June recognised strength in teams that comprised the complementary skills of academic clinicians and scientists. Her laboratory was famous for bridging the gap between clinical medicine and basic science and her legacy, built around bringing the two professions together, can be witnessed in so many research groups across this city today. The receiving of an AM and the naming of the Young Investigator Award for Basic Science as the June Halliday Award by the Gastroenterological Society of Australia are great reflections of her eminence and testament to her work in supporting young researchers. She provided her scholars with excellent scientific training instilling the need for thoroughness and rigour, and with a firm - but gentle - hand pushing them forward in their career.

She was a brilliant organiser, an outstanding speaker and chairperson, and had an amazing grasp of the written language.  Her international reputation was built around erudite thinking and an incisive intellect. She was a passionate participant in international liver and iron societies including Bioiron, the American Association for the Study of the Liver, the Asian Pacific Association for Study of the Liver and the International Association for the Study of the Liver.
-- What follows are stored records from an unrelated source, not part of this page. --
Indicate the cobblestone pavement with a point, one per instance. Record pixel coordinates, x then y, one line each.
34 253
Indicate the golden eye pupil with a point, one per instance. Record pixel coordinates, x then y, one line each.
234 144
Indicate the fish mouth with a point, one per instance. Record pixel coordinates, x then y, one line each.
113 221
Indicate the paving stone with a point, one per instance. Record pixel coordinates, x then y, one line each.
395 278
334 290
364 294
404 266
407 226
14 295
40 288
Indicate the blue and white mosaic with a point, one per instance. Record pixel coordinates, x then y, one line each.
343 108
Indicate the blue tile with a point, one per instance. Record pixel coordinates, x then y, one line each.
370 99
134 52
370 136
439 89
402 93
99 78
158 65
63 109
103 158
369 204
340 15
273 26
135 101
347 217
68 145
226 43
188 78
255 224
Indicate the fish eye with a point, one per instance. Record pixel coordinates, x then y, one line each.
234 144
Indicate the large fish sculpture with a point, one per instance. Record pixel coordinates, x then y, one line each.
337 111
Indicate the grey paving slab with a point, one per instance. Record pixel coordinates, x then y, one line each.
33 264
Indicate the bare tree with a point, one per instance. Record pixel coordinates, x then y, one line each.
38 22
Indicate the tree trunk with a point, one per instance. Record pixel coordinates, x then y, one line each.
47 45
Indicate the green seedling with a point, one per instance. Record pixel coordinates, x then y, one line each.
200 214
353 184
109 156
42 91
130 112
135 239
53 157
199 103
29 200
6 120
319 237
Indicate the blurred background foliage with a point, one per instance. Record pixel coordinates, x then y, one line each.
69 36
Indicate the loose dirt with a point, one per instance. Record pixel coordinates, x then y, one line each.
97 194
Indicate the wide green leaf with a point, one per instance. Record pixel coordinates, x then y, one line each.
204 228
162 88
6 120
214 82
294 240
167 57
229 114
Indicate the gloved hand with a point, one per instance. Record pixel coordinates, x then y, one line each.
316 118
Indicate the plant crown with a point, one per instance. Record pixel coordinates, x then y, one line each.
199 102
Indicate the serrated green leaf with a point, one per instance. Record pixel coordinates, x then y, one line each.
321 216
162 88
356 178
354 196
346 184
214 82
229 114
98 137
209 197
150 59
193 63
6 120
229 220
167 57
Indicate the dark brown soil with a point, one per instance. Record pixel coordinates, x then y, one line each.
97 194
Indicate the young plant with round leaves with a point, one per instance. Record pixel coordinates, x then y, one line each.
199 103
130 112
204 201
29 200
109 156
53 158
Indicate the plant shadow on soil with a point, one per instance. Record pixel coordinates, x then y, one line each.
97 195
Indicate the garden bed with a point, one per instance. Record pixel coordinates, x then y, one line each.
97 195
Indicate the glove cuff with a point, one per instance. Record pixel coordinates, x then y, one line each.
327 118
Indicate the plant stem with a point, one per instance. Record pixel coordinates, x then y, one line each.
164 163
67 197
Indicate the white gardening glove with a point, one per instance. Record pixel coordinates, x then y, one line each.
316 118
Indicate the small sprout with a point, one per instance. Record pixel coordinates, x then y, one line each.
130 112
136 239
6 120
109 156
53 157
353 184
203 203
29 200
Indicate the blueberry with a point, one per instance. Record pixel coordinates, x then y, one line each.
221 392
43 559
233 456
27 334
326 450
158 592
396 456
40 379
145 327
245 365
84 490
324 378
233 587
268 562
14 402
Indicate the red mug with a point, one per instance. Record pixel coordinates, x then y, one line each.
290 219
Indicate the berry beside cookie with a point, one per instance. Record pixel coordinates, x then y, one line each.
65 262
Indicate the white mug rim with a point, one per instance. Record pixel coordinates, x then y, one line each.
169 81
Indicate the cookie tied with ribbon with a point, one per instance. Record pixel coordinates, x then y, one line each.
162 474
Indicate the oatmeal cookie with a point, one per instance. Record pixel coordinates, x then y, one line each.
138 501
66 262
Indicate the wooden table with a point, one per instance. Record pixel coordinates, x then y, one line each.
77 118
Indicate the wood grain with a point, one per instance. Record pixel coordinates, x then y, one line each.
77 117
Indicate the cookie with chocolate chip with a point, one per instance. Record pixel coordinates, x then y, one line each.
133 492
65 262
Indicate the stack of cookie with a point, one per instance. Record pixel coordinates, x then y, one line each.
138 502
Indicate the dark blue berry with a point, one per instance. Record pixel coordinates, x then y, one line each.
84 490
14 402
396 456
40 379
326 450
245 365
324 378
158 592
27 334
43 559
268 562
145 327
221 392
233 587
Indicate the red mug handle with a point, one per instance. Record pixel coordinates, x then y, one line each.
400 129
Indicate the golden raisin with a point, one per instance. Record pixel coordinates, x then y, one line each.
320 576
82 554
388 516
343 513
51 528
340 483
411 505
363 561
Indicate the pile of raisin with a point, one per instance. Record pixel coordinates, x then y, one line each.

She never failed to introduce budding physicians and scientists to the luminaries in the field, such as Sheila Sherlock and Tom Bothwell, by whom she was greatly admired.  She spoke her mind, had the courage of her convictions, and enjoyed the banter and the sometimes-rugged debates associated with scientific discovery.

Despite her dedication to the study of liver disease and iron metabolism, June had other interests that were wide and varied – classical music, embroidery, photography, and travel. And of course, there was always Bill – and she was full of admiration for her quiet and unassuming husband. Immensely proud of him and her three children Craig, Kirsti and Brett (all UQ medical graduates), one was never short of conversation with June when family was mentioned.

She was a pioneer for women in what is now known as STEM, a great advocate for bridging the gap between science and medicine, a force for integrity and scrutiny of discovery, and a role model for women of all eras.